M. Alain David (SOC). Lors de la 74e Assemblée générale des Nations unies, la délégation dont j’étais membre avait été reçue par le secrétaire général, António Guterres, qui avait souligné le rôle de la France dans un contexte de paralysie du Conseil de sécurité et de recul du multilatéralisme. Le contexte actuel est comparable, et pourtant nous constatons une baisse inquiétante du recours de la France à ce levier stratégique qui a longtemps été l’un des fils conducteurs de notre politique étrangère, avec notre engagement en faveur du multilatéralisme.
Notre diplomatie d’influence, qu’elle soit culturelle, linguistique, académique, audiovisuelle, économique, universitaire ou scientifique, recule sur la scène internationale, et les récentes orientations en matière de politique étrangère n’ont fait qu’accentuer ce déclin. Là où la France a su, par le passé, faire du soft power un atout majeur de sa politique étrangère, elle semble aujourd’hui marquer le pas. À l’heure où les tensions Nord-Sud se durcissent, nous ne pouvons pourtant pas nous permettre de négliger cet outil essentiel. Un rapport sera prochainement présenté sur la diplomatie parlementaire par notre collègue Pierre Pribetich. Je ne doute pas qu’il confirmera l’utilité de cette diplomatie et du soft power.

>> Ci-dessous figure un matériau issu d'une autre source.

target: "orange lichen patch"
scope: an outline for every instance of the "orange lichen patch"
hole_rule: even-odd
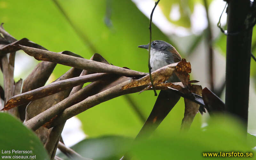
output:
[[[58,117],[58,115],[56,115],[55,116],[54,116],[54,117],[52,117],[52,118],[51,119],[51,120],[50,120],[48,122],[46,122],[46,123],[44,124],[43,125],[43,127],[45,127],[45,128],[49,128],[49,127],[50,127],[51,126],[51,125],[52,124],[52,123],[53,121],[53,120],[54,119],[55,119],[57,117]]]
[[[166,87],[164,87],[165,86],[170,86],[166,84],[162,84],[161,83],[167,80],[175,73],[180,80],[183,84],[182,86],[184,86],[184,87],[186,88],[188,85],[189,79],[188,74],[191,72],[191,66],[190,63],[187,62],[185,59],[182,59],[179,62],[168,65],[153,72],[152,73],[152,79],[155,86],[163,87],[165,88],[163,89],[166,89]],[[147,85],[148,86],[141,92],[147,90],[151,87],[149,75],[146,76],[138,80],[132,81],[129,84],[123,86],[121,89],[125,90],[132,88]]]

Comment la France peut-elle redynamiser ses outils diplomatiques en matière de soft power et en faire à nouveau un levier stratégique ?

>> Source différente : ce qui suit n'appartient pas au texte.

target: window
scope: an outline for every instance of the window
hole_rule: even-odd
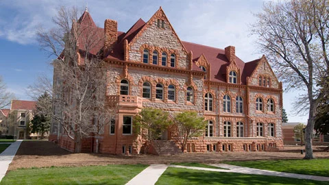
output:
[[[231,136],[231,122],[224,122],[224,137]]]
[[[263,111],[263,99],[260,97],[256,99],[256,110]]]
[[[124,116],[123,124],[122,125],[122,134],[132,134],[132,117]]]
[[[143,84],[143,97],[151,98],[151,85],[149,82]]]
[[[204,110],[212,111],[212,95],[209,92],[204,97]]]
[[[176,56],[175,54],[170,56],[170,66],[174,67],[176,65]]]
[[[227,95],[225,95],[223,103],[223,111],[224,112],[231,112],[231,98]]]
[[[156,86],[156,98],[163,99],[163,86],[161,84]]]
[[[115,119],[111,119],[111,122],[110,123],[110,134],[115,134]]]
[[[263,137],[264,135],[263,134],[263,123],[257,123],[257,136]]]
[[[241,97],[237,97],[236,99],[236,113],[243,112],[243,101]]]
[[[148,64],[149,63],[149,50],[144,49],[143,54],[143,63]]]
[[[243,123],[236,123],[236,137],[243,137]]]
[[[212,137],[213,136],[213,127],[214,124],[212,121],[208,121],[208,125],[206,126],[206,137]]]
[[[203,71],[204,72],[207,73],[207,69],[206,69],[204,66],[201,66],[200,68],[201,68],[201,69],[202,69],[202,71]],[[206,78],[207,78],[207,75],[205,75],[204,77],[204,79],[206,79]]]
[[[271,98],[267,100],[267,111],[274,112],[274,101]]]
[[[187,101],[193,102],[193,89],[191,87],[187,88],[186,100]]]
[[[153,51],[153,64],[158,65],[158,51]]]
[[[172,84],[170,84],[168,86],[168,99],[175,101],[175,86]]]
[[[167,66],[167,53],[164,52],[162,53],[161,64],[163,66]]]
[[[268,136],[269,137],[274,137],[274,124],[269,123],[267,128],[269,129]]]
[[[129,83],[127,79],[123,79],[121,80],[121,82],[120,82],[120,95],[129,95]]]
[[[230,71],[228,77],[230,83],[236,84],[236,73],[235,71]]]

Mme Amélia Lakrafi, rapporteure. Le constat que vous dressez relève d’un avis personnel. Il est toutefois vrai que nous avons constaté un manque de position commune de l’Union européenne et, à cet égard, la France peut jouer un rôle de leader pour organiser les idées et les propositions européennes au sein des Nations unies.
Mme Estelle Youssouffa, rapporteure. Nous avons été frappés par un paradoxe : nos diplomates déploient un effort ambitieux en matière de multilatéralisme et, en même temps, la France souffre d’une fragilité au niveau national. Elle ne se conçoit plus seule, défend un discours d’exception et pourtant demeure très vulnérable et timorée sur l’exercice de son droit de veto et la défense de ses intérêts propres. Notre pays est tiraillé au niveau national, politique, ce qui fragilise sa position au sein d’une Union européenne elle-même divisée, et génère une ambiguïté permanente dans son positionnement à l’ONU. En d’autres termes, notre diplomatie se trouve à un moment charnière.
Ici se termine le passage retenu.